Basics of Relations & Functions

A relation is defined mathematically as a subset of a Cartesian product, and a function is a special kind of relation. These concepts are important because many real-world situations such as matching students to roll numbers, prices to products, and inputs to outputs can be represented through relations and functions.

A relation from set A to set B is any subset of the Cartesian product \[A \times B\].

So, if \[R \subseteq A \times B\], then R is a relation from A to B.

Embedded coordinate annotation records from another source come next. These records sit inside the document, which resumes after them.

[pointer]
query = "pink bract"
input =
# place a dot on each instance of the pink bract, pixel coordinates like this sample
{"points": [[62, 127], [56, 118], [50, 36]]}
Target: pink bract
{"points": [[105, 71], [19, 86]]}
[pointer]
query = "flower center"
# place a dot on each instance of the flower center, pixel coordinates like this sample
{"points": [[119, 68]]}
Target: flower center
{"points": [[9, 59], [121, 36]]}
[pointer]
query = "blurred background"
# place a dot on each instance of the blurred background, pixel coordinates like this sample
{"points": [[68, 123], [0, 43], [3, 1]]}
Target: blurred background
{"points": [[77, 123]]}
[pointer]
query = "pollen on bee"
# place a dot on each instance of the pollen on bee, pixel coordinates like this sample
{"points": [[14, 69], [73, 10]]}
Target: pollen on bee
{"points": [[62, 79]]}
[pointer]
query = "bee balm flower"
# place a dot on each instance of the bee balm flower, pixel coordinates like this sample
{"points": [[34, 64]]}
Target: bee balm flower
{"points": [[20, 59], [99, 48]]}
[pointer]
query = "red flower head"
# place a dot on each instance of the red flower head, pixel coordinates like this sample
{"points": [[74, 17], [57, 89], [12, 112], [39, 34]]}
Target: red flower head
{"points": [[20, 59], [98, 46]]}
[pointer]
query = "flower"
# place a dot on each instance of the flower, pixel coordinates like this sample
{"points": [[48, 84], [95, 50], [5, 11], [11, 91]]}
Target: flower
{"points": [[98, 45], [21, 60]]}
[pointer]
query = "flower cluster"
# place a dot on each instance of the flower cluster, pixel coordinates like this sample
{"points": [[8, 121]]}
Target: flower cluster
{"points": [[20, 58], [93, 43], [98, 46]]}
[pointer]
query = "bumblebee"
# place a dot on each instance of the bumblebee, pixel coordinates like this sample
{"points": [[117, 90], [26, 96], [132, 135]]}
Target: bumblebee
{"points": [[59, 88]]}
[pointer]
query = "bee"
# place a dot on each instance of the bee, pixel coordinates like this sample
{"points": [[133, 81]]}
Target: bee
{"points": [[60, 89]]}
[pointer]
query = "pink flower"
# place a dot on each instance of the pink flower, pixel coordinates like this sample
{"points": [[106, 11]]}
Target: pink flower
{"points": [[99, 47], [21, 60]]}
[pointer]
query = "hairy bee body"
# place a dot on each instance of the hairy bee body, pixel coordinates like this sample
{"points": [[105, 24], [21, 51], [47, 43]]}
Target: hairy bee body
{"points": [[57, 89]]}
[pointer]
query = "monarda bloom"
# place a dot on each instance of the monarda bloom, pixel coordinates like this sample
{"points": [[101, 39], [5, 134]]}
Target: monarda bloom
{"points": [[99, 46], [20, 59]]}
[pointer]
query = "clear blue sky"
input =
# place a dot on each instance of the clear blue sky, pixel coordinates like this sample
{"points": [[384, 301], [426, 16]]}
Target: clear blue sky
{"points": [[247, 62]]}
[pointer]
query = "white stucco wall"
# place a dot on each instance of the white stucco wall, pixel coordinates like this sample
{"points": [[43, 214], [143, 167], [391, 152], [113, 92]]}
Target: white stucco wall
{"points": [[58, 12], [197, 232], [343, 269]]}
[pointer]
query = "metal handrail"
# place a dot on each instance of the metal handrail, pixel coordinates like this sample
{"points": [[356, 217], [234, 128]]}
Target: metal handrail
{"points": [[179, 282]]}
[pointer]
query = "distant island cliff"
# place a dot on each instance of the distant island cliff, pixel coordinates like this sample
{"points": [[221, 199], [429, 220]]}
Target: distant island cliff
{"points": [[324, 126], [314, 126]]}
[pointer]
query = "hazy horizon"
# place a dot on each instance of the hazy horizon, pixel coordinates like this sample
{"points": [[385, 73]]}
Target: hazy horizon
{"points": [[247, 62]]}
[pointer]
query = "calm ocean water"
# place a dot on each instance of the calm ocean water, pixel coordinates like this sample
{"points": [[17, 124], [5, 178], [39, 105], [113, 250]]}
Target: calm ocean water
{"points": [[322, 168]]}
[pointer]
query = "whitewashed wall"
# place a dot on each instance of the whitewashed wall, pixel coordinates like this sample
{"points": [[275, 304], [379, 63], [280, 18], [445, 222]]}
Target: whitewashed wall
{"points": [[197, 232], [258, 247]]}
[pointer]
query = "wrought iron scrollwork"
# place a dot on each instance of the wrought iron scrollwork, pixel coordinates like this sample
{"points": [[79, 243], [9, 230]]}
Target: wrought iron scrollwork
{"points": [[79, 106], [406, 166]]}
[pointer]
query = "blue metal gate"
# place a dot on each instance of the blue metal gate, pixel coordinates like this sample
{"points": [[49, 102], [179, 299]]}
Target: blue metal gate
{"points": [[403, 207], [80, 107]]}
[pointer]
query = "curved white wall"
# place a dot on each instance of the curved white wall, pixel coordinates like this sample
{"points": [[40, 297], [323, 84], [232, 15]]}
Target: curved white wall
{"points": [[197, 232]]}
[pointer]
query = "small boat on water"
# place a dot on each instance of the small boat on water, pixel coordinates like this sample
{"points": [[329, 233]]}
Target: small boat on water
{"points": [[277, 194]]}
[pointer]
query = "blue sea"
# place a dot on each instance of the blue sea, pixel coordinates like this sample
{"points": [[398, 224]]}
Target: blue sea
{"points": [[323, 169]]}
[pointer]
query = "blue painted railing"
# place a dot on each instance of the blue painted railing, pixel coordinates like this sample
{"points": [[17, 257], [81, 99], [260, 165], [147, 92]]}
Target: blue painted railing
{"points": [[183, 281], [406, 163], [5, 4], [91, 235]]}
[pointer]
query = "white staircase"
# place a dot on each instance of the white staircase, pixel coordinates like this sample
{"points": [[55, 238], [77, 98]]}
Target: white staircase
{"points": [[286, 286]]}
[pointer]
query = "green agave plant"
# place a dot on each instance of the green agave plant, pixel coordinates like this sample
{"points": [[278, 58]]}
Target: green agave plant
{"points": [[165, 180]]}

A function from set A to set B is a relation in which every element of A has exactly one image in B.

Condition for a Function

• every element of the domain must be used

• no element of the domain can have more than one image

• different elements may have the same image

An ordered pair is a pair of objects whose components occur in a special order. It is written by listing the two components in the specified order, separating them by a comma and enclosing the pair in parentheses. In the ordered pair (a, b), a is called the first component and b the second component.

• Two ordered pairs are equal only if their corresponding components are equal, so (a,b) = (c,d) if and only if a = c and b = d.

• In general, (a,b) ≠ (b,a)(a,b).

If A and B are two non-empty sets, then their Cartesian product is written as \[A \times B\].

• It is the set of all ordered pairs \[(a, b)\] such that \[a \in A\] and \[b \in B\].

• \[A \times B = \{(a, b) : a \in A, b \in B\}\].

• Domain: The set of all first components of the ordered pairs in a relation R is called the domain of the relation R.

• Codomain: If R is a relation from A to B, then the set B is called the co–domain of the relation R.

• Range: The set of all second components of all ordered pairs in a relation R is called the range of the relation.

Find x and y when (x + 3, 2) = (4, y − 3)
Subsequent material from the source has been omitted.